A brand new Jeep Wrangler 4-Door Sahara 4×4 automobile displayed on the market at a Stellantis NV dealership in Miami, Florida, US, on Saturday, April 5, 2025.
Eva Marie Uzcategui | Bloomberg | Getty Photos
Stellantis on Thursday issued a warning on one-off prices by way of the second half of the yr because the embattled automaker seeks to answer political, financial and regulatory challenges.
The multinational conglomerate, which owns family names together with Jeep, Dodge, Fiat, Chrysler and Peugeot, reaffirmed its monetary steerage for the second half of the yr, citing continued enchancment in web revenues, money circulation and working revenue.
Stellantis mentioned, nevertheless, that it expects to incur expenses within the six months by way of to December that, as soon as finalized, will probably be “largely excluded” from its working revenue.
Milan-listed shares of Stellantis fell 6% on the information.
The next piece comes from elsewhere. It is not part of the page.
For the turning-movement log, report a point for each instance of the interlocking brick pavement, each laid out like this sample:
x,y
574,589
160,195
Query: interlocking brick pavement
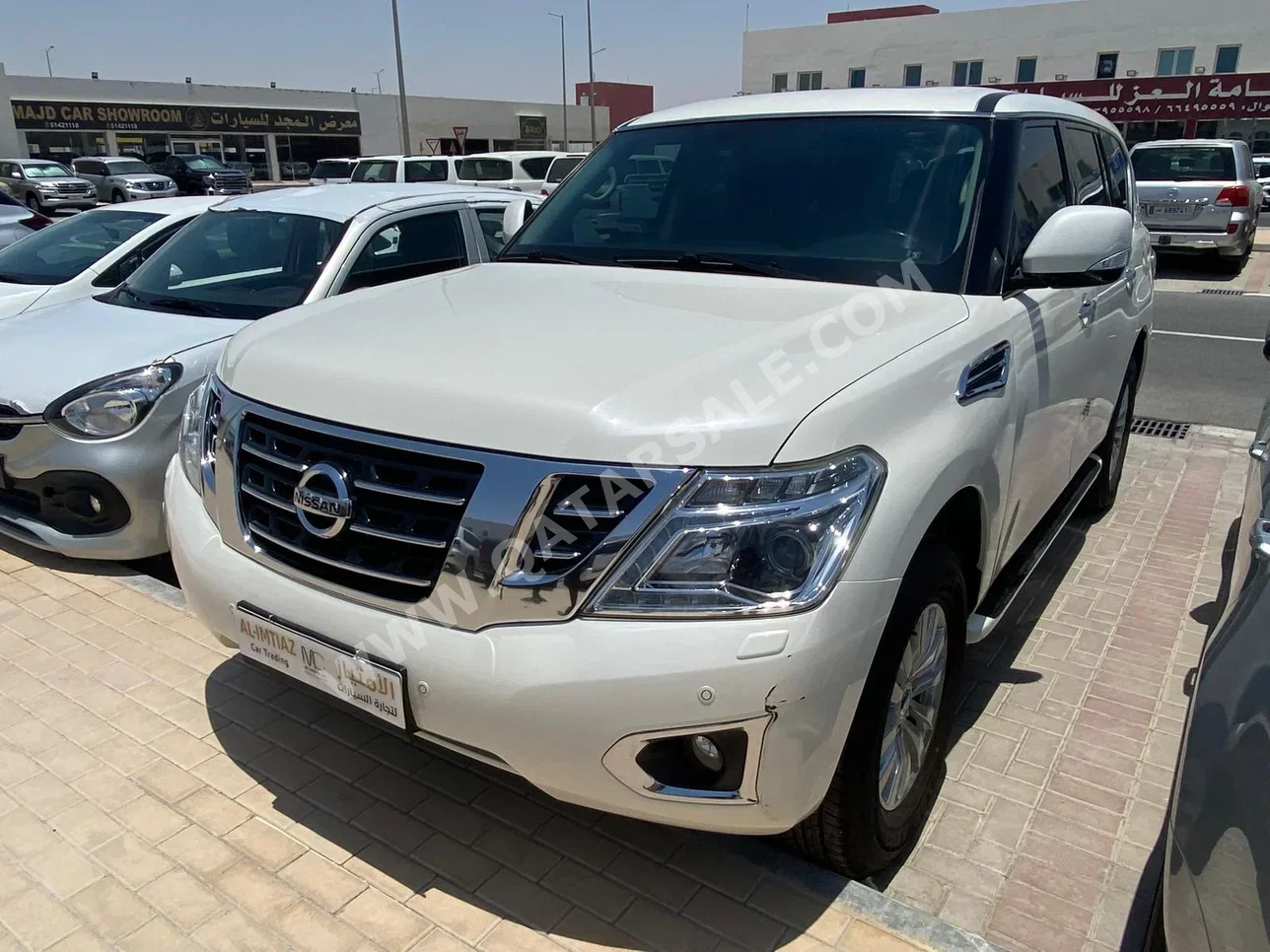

The inventory worth is down greater than 27% year-to-date.
Within the U.S., shares had been additionally down 8%.
The warning on one-off expenses got here regardless of what gave the impression to be a reasonably constructive third quarter. It is more likely to be seen as a fine addition as CEO Antonio Filosa executes his turnaround plan.
Stellantis mentioned web revenues for the July-September interval got here in at 37.2 billion euros ($43.2 billion), reflecting a rise of 13% year-on-year, primarily pushed by progress in its North American and European markets.
Analysts had anticipated third-quarter web revenues to return in at 36.58 billion euros, in response to an LSEG-compiled consensus.
“As we proceed to implement essential strategic modifications with the intention to present our prospects with better freedom of selection, we now have seen constructive sequential progress and stable year-over-year efficiency in Q3, marked by the return of top-line progress,” Stellantis’ Filosa mentioned in an announcement.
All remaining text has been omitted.